[ Pobierz całość w formacie PDF ]
Chesterton o... partnerskim rozwodzie?

by G. K. Chesterton

Fragment eseju Marriage and the Modern Mind ze zbioru Sidelights on New London and Newer York, 1932

TÅ‚umaczenie: Jaga Rydzewska

Ktoś mnie poprosił, abym napisał artykuł o małżeństwie w świetle współczesnej myśli. Byłoby stosowniej napisać coś o małżeństwie w świetle współczesnej bezmyślności. (...) Dzisiejsze opinie na temat małżeństwa są dokładnie wręcz bezmyślne, a każdy, kto sądzi, że przesadzam, powinien ujrzeć pewien napis, widniejący pod zdjęciem omdlewająco upozowanej pani w gazecie, którą właśnie czytam.

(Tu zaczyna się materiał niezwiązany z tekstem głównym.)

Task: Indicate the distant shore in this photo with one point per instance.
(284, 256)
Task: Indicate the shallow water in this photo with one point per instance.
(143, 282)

Napis głosi, że pani ta okryła się chwałą, gdyż wynalazła Partnerski Rozwód. Artykuł wyjaśnia, że owa dama, wedle jej własnych słów, gotowa jest znów wyjść za mąż za swego byłego męża, jeśli on znów jej to zaproponuje, i że oboje żyją razem od czasu rozwodu. Jeżeli głupota śmiertelników na tym łez padole może w ogóle sięgnąć głębszego dna, doprawdy chciałbym to zobaczyć.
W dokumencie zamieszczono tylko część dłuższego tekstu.